J'ai fait allusion au double discours facile de l'immunité artistique ou de la répression brute. Il y a eu tout de même ces derniers jours des voix heureusement discordantes. Je songe à la liberté imprévisible d'un Cohn Bendit qui fait son charme. N'a-t-il pas eu raison de conseiller au ministre de la Culture d'examiner les dossiers avant de parler ? Au sein de l'UMP, des interventions ont rassuré qui ont critiqué la bienveillance conformiste des deux ministres. Sur le blog de Jean-Marcel Bouguereau (nouvelobs.com) on trouve une remarquable synthèse des points de vue sur cette affaire et il me semble deviner que son esprit n'est pas loin de pencher vers la sévérité. Il n'est pas neutre non plus de constater que les Américains ne sont pas scandalisés mais, pour ceux dont on a recueilli les réactions, approuvent sans états d'âme le cours de leur justice.

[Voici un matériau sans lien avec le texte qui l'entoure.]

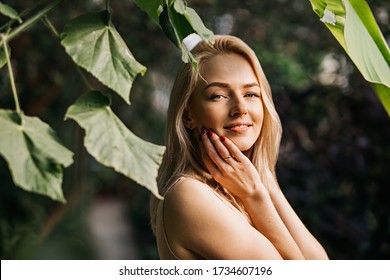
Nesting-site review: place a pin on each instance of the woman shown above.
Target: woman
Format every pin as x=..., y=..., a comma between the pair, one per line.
x=222, y=198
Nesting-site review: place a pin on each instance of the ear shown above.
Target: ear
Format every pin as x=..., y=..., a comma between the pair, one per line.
x=189, y=120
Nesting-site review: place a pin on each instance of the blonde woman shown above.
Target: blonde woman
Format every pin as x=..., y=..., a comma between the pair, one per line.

Il aurait fallu au moins mesurer la complexité du problème avant de s'enflammer et montrer un peu de respect pour la légalité, pour avoir le droit ensuite d'en discuter l'esprit. Il me semble qu'en effet - je l'écris sans être péremptoire - le légal n'est pas forcément légitime en toutes circonstances et que l'Etat de droit, à se vouloir détaché du contexte et de la vie, gagne en dureté certes mais perd en validité. Je suis persuadé qu'en l'occurrence le sens de l'opportunité n'aurait pas été l'adversaire de l'Etat de droit mais son intelligence. Il y a des téléscopages parfois nécessaires entre la pureté de la légalité et la finesse de l'équité. Il y a des applications de la loi qui créent plus de trouble à l'égard d'une situation particulière et pour la société que l'abstention réfléchie. L'ancienneté des faits, la volonté de la victime, rapportée dans un document de 2008, de retirer sa plainte - elle a d'ailleurs exprimé publiquement son pardon - (Le Canard enchaîné), le long délai procédural, le hiatus entre ce qu'était Polanski et ce qu'il est devenu constituent autant d'éléments qui, malgré sa fuite qui a pu valablement irriter, mériteraient d'être invoqués pour solliciter de la justice américaine non pas la bienveillance mais la pertinence. Il y a à l'évidence, si la raison l'emportait, matière à un accord avec un cinéaste qui a autant intérêt que ses adversaires américains à la mesure et à la conciliation.
Faut-il plaindre Roman Polanski ? Peut-être. Pas parce qu'il est artiste. Parce que la justice, c'est aussi de savoir sagement s'arrêter à temps.